Image: ‘Observing Extraction’. Photograph of Xavier Ribas and Ignacio Acosta at work, which gives a glimpse of the scale of lithium mining (photo: Louise Purbrick)

by Louise Purbrick

Frozen Future is the shortened title of Solid Water, Frozen Time, Future Justice, a three-year UK Arts and Humanities Research funded project devoted to documenting extractivism in the Andean Glaciers and the Salar de Atacama. Its researchers, Ignacio Acosta, Xavier Ribas and myself have been working together for ten years. Frozen Future is their second large scale project and is an extension of their collective work in Traces of Nitrate.Both projects experiment with the spatial and temporal collisions that can be created by photography to expose the global relationships, legacies and inequalities of capitalism, colonialism and extractivism. The historical and colonial relation we continue to explore is that between Chile and Britain; nineteenth-century London and Liverpool merchant houses controlled the trade in natural sodium nitrate, desired as a quickening fertilizer for industrialising agriculture and as an explosive propellant for industrialising war, and established the neoliberal model of extraction that is evident in the substances that we are currently documenting: copper and lithium. Mining for all these materials has reshaped the living spaces of earthly landscapes and altered the course of waterways.

The global struggle over water distribution is particularly acute in Chile where water was privatised in 1981 under General Pinochet’s dictatorship and became a commodity detached from land rights. Mining corporations have become the ‘New Conquistadors’ that sequestrate vast volumes of water: evaporating fossil water in vast lithium pools, diverting glacial waters for copper mining operations, contaminating them and creating tailings ponds, confiscating water from natural cycles.

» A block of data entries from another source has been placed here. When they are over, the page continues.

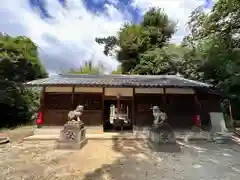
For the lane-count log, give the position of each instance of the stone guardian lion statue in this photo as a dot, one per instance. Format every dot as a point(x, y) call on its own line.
point(74, 116)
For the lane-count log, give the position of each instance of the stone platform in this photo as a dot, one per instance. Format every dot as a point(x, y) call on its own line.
point(73, 136)
point(162, 134)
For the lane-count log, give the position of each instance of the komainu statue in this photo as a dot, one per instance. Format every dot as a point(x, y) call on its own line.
point(161, 131)
point(74, 116)
point(73, 134)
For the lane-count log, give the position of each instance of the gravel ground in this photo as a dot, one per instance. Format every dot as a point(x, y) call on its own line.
point(19, 133)
point(119, 160)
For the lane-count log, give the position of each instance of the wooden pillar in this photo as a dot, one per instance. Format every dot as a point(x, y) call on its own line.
point(164, 100)
point(42, 108)
point(133, 108)
point(73, 91)
point(118, 105)
point(197, 104)
point(103, 108)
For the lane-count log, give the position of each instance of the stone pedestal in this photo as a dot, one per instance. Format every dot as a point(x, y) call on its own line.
point(162, 134)
point(73, 136)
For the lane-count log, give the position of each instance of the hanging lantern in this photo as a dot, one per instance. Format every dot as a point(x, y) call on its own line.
point(39, 120)
point(198, 120)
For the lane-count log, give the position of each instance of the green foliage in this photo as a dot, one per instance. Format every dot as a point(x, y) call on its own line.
point(17, 105)
point(118, 70)
point(87, 68)
point(19, 59)
point(137, 43)
point(19, 62)
point(213, 49)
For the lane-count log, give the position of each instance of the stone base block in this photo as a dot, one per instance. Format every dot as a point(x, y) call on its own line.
point(159, 138)
point(71, 145)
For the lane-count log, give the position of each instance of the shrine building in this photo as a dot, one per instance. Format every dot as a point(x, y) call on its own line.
point(129, 96)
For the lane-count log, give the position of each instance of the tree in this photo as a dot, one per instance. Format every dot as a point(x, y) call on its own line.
point(214, 47)
point(19, 59)
point(19, 62)
point(118, 70)
point(137, 42)
point(87, 68)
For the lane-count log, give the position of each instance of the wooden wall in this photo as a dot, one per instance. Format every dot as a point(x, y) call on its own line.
point(58, 101)
point(179, 104)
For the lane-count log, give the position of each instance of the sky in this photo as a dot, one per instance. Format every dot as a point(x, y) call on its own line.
point(65, 30)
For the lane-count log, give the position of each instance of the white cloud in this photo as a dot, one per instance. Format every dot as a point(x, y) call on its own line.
point(68, 40)
point(178, 10)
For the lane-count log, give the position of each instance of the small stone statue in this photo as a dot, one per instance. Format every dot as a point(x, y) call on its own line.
point(74, 116)
point(161, 131)
point(73, 134)
point(159, 117)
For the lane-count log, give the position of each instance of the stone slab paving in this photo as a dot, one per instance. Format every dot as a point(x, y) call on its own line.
point(119, 160)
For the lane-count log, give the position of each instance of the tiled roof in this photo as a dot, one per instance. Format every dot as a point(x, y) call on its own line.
point(118, 81)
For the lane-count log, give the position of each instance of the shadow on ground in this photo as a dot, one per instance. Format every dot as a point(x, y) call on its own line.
point(136, 162)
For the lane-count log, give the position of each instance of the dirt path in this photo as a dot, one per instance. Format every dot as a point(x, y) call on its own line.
point(118, 160)
point(19, 133)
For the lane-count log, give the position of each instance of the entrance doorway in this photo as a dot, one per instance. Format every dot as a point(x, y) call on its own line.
point(117, 115)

The power of global corporations that shape the economic patterns of everyday life often appear invincible but, in Chile, once the testing ground for US monetarism, is re-writing its constitution to become law through the government of youthful socialist President Gabriel Boric. Both local control of natural resources and rights of nature have become constitutional issues. Frozen Future researchers completed three months of fieldwork in Chile earlier this year during this interesting time of political transformation. We documented three key sites of extractivism: the Juncal Glacier in the central Andes undermined by copper extraction, then followed the changing conditions of its waters through the Aconcagua Valley before locating ourselves in the Salar de Atacama, its unique ecology transformed by lithium extraction and processing.

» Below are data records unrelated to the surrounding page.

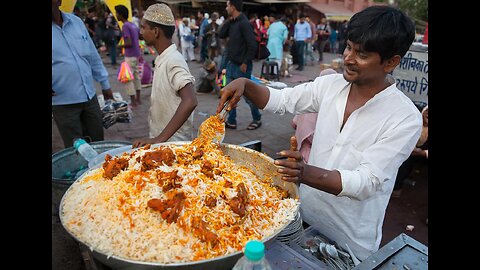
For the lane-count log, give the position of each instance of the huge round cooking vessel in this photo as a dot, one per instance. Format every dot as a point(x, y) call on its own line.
point(259, 163)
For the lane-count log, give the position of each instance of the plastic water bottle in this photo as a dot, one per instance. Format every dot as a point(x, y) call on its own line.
point(85, 149)
point(254, 257)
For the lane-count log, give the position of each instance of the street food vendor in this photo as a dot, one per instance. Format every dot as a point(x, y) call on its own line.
point(366, 128)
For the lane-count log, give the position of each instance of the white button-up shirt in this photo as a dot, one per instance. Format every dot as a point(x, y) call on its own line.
point(171, 74)
point(367, 152)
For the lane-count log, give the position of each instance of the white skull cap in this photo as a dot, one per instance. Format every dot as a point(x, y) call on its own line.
point(159, 13)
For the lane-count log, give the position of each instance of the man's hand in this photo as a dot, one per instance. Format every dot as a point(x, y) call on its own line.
point(419, 152)
point(107, 94)
point(243, 67)
point(293, 166)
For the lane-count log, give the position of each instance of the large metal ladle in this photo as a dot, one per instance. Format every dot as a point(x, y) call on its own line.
point(219, 136)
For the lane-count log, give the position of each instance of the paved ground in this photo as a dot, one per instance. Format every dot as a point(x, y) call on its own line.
point(274, 134)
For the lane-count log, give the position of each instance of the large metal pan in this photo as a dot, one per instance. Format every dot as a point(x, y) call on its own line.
point(260, 163)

The liveliness of water and earth is recognised in forms of indigenous knowledge and through theories of political ecology that have de-centred the human subject. Both question the separation of humans and environment to offer a perception of agency as distributed. Our project considers how arts methodologies can represent the life and the systems of water. We document using ariel and ‘submerged’ perspectives and use still photography as a form of enquiry rather than objectification. We are also experimenting with sound recording. Most importantly, we are collaborating with artists and activists immediately affected by mining operations.

Image of action we recently undertook in East London, “Desierto Herido in Silvertown” (photo: Xavier Ribas).

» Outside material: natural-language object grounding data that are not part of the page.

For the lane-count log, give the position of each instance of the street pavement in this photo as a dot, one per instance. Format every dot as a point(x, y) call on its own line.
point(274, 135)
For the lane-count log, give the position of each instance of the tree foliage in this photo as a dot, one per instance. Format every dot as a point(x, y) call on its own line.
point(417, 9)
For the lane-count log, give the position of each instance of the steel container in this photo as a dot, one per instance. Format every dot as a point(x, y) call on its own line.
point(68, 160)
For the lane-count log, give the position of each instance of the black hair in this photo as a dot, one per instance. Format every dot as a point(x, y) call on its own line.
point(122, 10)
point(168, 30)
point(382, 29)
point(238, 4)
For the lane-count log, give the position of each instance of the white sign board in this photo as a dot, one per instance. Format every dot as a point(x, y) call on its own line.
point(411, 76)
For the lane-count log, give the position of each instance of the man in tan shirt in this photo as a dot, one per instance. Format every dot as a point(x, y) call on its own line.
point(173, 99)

Frozen Future has already undertaken a simultaneous transnational action with Laboratorio de Artes Gráficas del Desierto de Atacama. On Sunday 12 June 2022, we installed Laboratorio de Artes Gráficas del Desierto de Atacama’s texile artwork DESIERTO HERIDO (see image above), which translates as Wounded Desert, in the docklands of East London, close to Silvertown. Silvertown has been connected to the Atacama for over a hundred years. Sodium nitrate from the north of Chile was processed as TNT at Silvertown during the First World War until the terrible explosion of 1917. DESIERTO HERIDO is an expression of the effects of extractivism in the Atacama. Laboratorio de Artes Gráficas del Desierto de Atacama also created a new textile work, SCORTCHED EARTH, to coincide with our action. SCORTCHED EARTH was displayed in the Atacama Desert at the same moment as DESIERTO HERIDO was installed in East London, drawing the separated political economy of accumulation and political ecology of extraction into the same space and time. We are hoping to bring both textiles together later this year, in October. We have Laboratorio de Artes Gráficas del Desierto de Atacama to Brighton and London and look forward to discussions between us and with any interested members of the Centre for Spatial, Environmental and Cultural Politics.